California isn’t planning a natural gas phaseout. Your bills could increase nine-fold | Opinion
Gas utilities, many of which are for-profit monopolies that make money on capital projects, are pouring unprecedented sums into replacing aging gas pipelines. At the same time, consumers are improving homes with cleaner, highly efficient electric appliances that don’t use gas, aided by programs and rules meant to help them upgrade.
This contradictory approach could lead to a staggering 900% increase in bills by 2050 for Californians remaining on gas, as a shrinking pool of customers pays for under-used pipelines. California’s Public Utilities Commission launched its Long-Term Gas Planning Proceeding in 2020 to find proactive solutions to this very problem but four years later, they have little to show for it. Unless regulators and lawmakers turn things around, lower-income Californians will be left holding the bag.
Rather than building more and more gas pipelines, we need to accelerate the transition to electricity, including pilot projects, so we can wean ourselves off this fuel as a state as quickly as possible.
We must stop digging a deeper hole. That means stopping gas pipeline replacements when there are better alternatives. Money that would have been spent on replacements can be re-routed to modernize homes in neighborhoods that would have been serviced by new pipelines. State-of-the-art electric equipment, like heat pumps and heat pump hot water heaters, eliminate the need for gas in the first place, saving money and improving indoor air quality for the families that use them.
A recent study shows investing in modernization instead of pipelines could save Californians over $20 billion by 2045 (about $32,000 per gas customer). As heat waves become more severe and frequent, and with close to half of Californians lacking access to home cooling and millions more stuck with inefficient air conditioning, boosting access to the most energy-efficient cooling technology on the market will be a game changer.
Electric appliances like heat pumps are also far healthier. Gas appliances in California homes are responsible for four times more nitrogen-oxide — a key component of smog — than power plants.

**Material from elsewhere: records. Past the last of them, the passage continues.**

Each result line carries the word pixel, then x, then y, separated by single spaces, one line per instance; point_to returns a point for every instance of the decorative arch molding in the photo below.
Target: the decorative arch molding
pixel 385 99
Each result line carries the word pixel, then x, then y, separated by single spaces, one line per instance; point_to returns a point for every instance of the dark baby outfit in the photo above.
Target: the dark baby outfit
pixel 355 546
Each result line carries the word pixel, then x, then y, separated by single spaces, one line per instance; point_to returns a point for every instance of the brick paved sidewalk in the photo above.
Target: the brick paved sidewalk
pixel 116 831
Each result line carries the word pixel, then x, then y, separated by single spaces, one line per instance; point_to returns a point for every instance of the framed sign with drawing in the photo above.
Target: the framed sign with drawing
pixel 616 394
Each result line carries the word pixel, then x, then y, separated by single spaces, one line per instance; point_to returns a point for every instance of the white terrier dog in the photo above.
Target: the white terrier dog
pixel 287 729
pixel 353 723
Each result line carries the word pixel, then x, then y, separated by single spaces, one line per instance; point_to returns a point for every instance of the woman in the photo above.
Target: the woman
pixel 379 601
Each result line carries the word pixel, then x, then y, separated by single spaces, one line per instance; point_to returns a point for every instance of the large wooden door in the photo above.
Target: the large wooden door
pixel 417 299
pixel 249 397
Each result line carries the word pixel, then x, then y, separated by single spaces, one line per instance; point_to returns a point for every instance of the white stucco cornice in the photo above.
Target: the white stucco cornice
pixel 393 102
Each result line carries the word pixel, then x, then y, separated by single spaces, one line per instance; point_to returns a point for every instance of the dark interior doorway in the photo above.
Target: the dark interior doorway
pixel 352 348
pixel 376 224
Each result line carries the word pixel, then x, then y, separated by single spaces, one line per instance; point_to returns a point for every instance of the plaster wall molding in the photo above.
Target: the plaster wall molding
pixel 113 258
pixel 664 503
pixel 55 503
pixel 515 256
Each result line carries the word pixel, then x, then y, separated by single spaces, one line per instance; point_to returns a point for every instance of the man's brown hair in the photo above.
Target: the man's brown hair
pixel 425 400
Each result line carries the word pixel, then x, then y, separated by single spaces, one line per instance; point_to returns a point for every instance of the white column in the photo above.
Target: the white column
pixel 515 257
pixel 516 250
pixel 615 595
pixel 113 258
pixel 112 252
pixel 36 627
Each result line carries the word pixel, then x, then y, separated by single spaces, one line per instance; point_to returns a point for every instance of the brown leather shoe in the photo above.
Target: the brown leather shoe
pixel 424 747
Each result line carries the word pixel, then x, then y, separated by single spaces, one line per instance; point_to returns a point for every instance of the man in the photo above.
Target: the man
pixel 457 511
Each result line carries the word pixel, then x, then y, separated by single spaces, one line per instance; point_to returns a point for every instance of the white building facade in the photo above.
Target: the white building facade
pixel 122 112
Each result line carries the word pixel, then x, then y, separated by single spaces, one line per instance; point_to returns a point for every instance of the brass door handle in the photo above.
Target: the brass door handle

Upgrading from gas to electric reduces exposure to the particulate matter that causes asthma and to carcinogens that cause cancer.
The legislature is currently considering Senate Bill 1221, sponsored by Sen. Dave Min, D-Irvine. It would invest in pilot projects to prove that modernizing homes instead of building new pipelines is the better approach.
Lawmakers should pass SB 1221, but it’s not all on the legislature. California’s Public Utilities Commission, on which I served, lags behind other states’ regulators. Last year, Massachusetts officials decided to stop business-as-usual pipeline spending and unsustainable rate hikes. Their decision laid out a plan to decommission gas pipelines as the state pursues a cleaner system that’s safe, reliable and affordable for all.
The commission needs to articulate a similarly clear vision, complete with steps and timelines to help gas utilities and customers plan for a managed shift to superior technology.
We stand at a crossroads. With a gas affordability crisis staring us in the face, policymakers must redirect funding from costly, outdated gas pipelines to cleaner, more affordable alternatives. Our wallets, health and future depend on it.